Yes you are correct that adding the quantifier will allow it to find all of the characters listed in the class rather than just the first one, but I don’t think that is what @bruno29a was referring to.

I think we can be reasonably agreed that in regex (ignoring any need for double backslash in the node, as I’m just talking plain regex here)
[a-zA-Z0-9]{1,}
is almost semantically the same as
\w+

in fact I think (if it included underscores)
[a-zA-Z0-9_]{1,}
or
[a-zA-Z0-9_]+
would be semantically identical to
\w+

(I don’t know if the intention is to include underscores or not! )

But I think the main point bruno29a was making was about the use of the ^ at the beginning, so if that is included it will only match from beginning of line, as per the examples bruno29a gave, and as per the following examples:

So really, unless the request is to match only where the # appears at start of line, it shouldn’t include the ^ character.

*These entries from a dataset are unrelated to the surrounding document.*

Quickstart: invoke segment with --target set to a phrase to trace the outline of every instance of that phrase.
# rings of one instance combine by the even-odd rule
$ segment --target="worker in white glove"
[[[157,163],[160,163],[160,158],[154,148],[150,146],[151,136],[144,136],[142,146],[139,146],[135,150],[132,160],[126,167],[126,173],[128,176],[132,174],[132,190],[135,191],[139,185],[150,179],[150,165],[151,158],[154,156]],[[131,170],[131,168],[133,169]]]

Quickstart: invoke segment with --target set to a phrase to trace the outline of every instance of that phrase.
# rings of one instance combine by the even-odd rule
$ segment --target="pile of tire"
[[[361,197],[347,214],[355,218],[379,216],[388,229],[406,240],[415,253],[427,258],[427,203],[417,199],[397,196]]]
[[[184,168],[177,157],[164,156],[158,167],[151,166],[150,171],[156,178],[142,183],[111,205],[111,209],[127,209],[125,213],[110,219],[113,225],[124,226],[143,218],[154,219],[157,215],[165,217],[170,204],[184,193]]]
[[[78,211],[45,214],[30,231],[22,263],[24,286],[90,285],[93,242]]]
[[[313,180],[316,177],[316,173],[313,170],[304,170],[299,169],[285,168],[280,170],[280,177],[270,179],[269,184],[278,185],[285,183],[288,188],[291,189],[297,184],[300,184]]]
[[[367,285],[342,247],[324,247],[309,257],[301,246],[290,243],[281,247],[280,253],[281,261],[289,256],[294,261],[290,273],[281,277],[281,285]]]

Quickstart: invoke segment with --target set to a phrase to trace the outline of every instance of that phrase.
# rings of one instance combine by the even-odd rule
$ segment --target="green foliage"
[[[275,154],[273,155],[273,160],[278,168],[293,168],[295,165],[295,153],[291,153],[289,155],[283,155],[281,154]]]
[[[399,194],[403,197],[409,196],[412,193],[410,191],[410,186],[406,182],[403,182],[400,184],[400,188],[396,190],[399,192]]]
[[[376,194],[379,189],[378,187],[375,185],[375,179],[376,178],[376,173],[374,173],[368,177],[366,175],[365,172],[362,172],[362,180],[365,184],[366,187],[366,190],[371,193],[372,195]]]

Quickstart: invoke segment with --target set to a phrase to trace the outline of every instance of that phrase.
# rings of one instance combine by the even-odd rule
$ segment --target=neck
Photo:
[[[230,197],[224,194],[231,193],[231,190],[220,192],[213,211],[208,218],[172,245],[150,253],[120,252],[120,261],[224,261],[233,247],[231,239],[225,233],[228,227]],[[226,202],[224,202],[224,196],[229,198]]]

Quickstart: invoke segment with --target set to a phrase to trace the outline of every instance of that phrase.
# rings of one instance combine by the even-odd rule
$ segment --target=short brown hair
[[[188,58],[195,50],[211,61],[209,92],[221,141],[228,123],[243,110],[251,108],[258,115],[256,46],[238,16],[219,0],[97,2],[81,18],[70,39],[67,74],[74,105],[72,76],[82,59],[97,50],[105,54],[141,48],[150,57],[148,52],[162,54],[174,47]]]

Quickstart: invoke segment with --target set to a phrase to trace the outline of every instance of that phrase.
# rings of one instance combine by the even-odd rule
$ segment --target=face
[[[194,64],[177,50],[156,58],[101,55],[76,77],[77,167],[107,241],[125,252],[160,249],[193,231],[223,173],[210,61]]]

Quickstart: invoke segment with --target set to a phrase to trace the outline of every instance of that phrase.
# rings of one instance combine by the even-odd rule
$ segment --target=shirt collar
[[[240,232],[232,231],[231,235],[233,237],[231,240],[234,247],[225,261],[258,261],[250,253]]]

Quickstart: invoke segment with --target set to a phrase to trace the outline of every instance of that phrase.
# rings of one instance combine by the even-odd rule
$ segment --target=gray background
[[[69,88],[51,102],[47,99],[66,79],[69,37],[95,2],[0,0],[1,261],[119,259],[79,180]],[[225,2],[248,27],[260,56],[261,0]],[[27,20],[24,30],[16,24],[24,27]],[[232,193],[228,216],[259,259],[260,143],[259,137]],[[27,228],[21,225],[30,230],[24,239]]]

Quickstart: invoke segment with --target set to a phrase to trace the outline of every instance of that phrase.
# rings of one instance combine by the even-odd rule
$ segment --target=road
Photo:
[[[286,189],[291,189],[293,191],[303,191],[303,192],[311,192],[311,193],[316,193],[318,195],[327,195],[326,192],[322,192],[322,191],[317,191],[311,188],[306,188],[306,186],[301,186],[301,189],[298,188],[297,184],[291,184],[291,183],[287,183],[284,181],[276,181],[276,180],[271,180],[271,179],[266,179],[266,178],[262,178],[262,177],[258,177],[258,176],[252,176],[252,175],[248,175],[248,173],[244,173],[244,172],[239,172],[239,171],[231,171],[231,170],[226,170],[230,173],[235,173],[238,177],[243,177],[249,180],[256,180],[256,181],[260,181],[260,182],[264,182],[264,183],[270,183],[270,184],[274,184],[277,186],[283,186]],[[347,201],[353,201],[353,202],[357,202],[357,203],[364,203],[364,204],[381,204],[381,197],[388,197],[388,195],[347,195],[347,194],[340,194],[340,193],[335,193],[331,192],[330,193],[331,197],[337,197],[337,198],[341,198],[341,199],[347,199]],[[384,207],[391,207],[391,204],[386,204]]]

btw…Lazy is good… I’m lazy too sometimes… when I can be bothered!

SamirAbida · August 6, 2021, 7:23am

Hi @takbb,

Thank you for the time you took to explain. I see. This is indeed tricky.
And, by the way, the shorter, the better, right ? After testing, removing the ^ works better indeed !

Thanks for the guiding @bruno29a & @takbb.
Br,
Samir

takbb · August 6, 2021, 8:05am

Well… I like concise and elegant, but sometimes longer is clearer. Maybe it depends on the target audience, or what you are personally comfortable with.

is * better than {0,} …?
is + better than {1,} …?

is \d better than [0-9] …?
I use them interchangeably, but if I’m giving it to somebody who is new to regex, maybe I’d stick with the [0-9] initially…

\w is useful and powerful, as is \s but I confess I keep having to look them up especially if I haven’t used them in a while, as I always forget which is which between \w and \W or \s and \S
(and I often head over to regex101.com to try things out)

takbb · August 6, 2021, 8:22am

btw @SamirAbida , I’m enjoying reading your posts. It’s great to see a new and active contributor to the forum… I was in a similar position to you back in March… none of us knows everything… we’re all on one big learning journey!